Méditation en marchant

J’arrive à Saint-Jacques-de-Compostelle, en voiture cette fois, pour fêter le vingtième anniversaire de mon pèlerinage. Alors que je me trouvais à Puente La Reina, l’idée m’est venue de réaliser des soirées de signatures sans grande préparation : il suffisait de téléphoner à la prochaine ville où nous devions dormir, de demander que l’on mette une annonce dans la librairie locale, et j’y serais à l’heure fixée.

Cela a marché magnifiquement dans les petits villages, bien que cela exigeât un peu plus d’organisation dans de grandes villes, comme Saint-Jacques-de-Compostelle. J’ai eu un contact inattendu avec les lecteurs, et j’ai appris que des choses faites avec amour pouvaient trouver dans l’improvisation une grande alliée.

Saint-Jacques était maintenant devant moi. Et quelques dizaines de kilomètres plus loin, l’océan Atlantique. Mais je suis décidé à poursuivre ces soirées de signatures improvisées, puisque j’ai l’intention de rester quatre-vingt-dix jours hors de chez moi.

Et comme je ne prétends pas traverser l’océan en ce moment, dois-je aller à droite (Santander, Pays basque) ou à gauche (Guimarães, Portugal) ?

Mieux vaut laisser le destin choisir : nous entrons, ma femme et moi, dans un bar, et nous demandons à un homme qui est en train de prendre un café : « droite ou gauche ? » Il dit avec conviction que nous devons continuer à gauche – pensant peut-être que nous faisons allusion aux partis politiques.

Je téléphone à mon éditeur portugais.
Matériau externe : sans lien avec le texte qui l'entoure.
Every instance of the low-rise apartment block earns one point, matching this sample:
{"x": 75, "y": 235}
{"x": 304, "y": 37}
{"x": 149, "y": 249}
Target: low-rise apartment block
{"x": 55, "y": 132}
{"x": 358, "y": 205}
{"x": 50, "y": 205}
Il ne demande pas quelle est cette folie, il ne me reproche pas de le prévenir à la dernière minute. Deux heures plus tard, il m’appelle, dit qu’il a contacté les radios locales de Guimarães et Fatima, et que dans 24 heures je pourrai être avec mes lecteurs dans ces villes.

Tout se passe bien.

Et à Fatima, comme un signe, je reçois un cadeau d’une des personnes qui se trouvent là. Il s’agit des écrits d’un moine bouddhiste, Thich Nhat Hanh, intitulés « The long road to joy » (La longue route vers la joie). À partir de ce moment, avant de poursuivre ce voyage de 90 jours de par le monde, je me mets à lire tous les matins les sages paroles de Nhat Hanh, que je résume ici :

1] Vous êtes déjà arrivé. Alors, sentez le plaisir dans chaque pas, et ne soyez pas préoccupé par les choses que vous devez encore surmonter. Nous n’avons rien devant nous, seulement un chemin à parcourir à chaque moment avec joie. Quand nous pratiquons la méditation en pèlerinage, nous sommes toujours en train d’arriver, notre foyer est le moment actuel, et rien de plus.

2] Pour cette raison, souriez toujours pendant que vous marchez. Même si vous devez faire un petit effort, et que vous vous trouvez ridicule. Habituez-vous à sourire, et vous finirez joyeux. N’ayez pas peur de montrer votre contentement.

3] Si vous pensez que la paix et le bonheur sont toujours pour plus tard, vous ne parviendrez jamais à les atteindre. Tâchez de comprendre que l’une et l’autre sont vos compagnons de voyage.

4] Quand vous marchez, vous massez et vous honorez la terre. De même, la terre s’efforce de vous aider à équilibrer votre organisme et votre esprit. Comprenez cette relation, et tâchez de la respecter – que vos pas aient la fermeté d’un lion, l’élégance d’un tigre, la dignité d’un empereur.

5] Prêtez attention à ce qui se passe autour de vous. Et concentrez-vous sur votre respiration – cela vous aidera à vous libérer des problèmes et des angoisses qui tentent de vous accompagner sur votre chemin.

6] Quand vous marchez, ce n’est pas seulement vous qui vous déplacez, mais toutes les générations passées et futures. Dans le monde appelé « réel », le temps est une mesure, mais dans le vrai monde rien n’existe au-delà du moment présent. Soyez pleinement conscient que tout ce qui est déjà arrivé et tout ce qui arrivera se trouve dans chacun de vos pas.

7] Amusez-vous. Faites de la méditation en pèlerinage une constante rencontre avec vous-même, jamais une pénitence en quête de récompenses. Que toujours poussent des fleurs et des fruits dans les lieux que vos pieds ont touchés.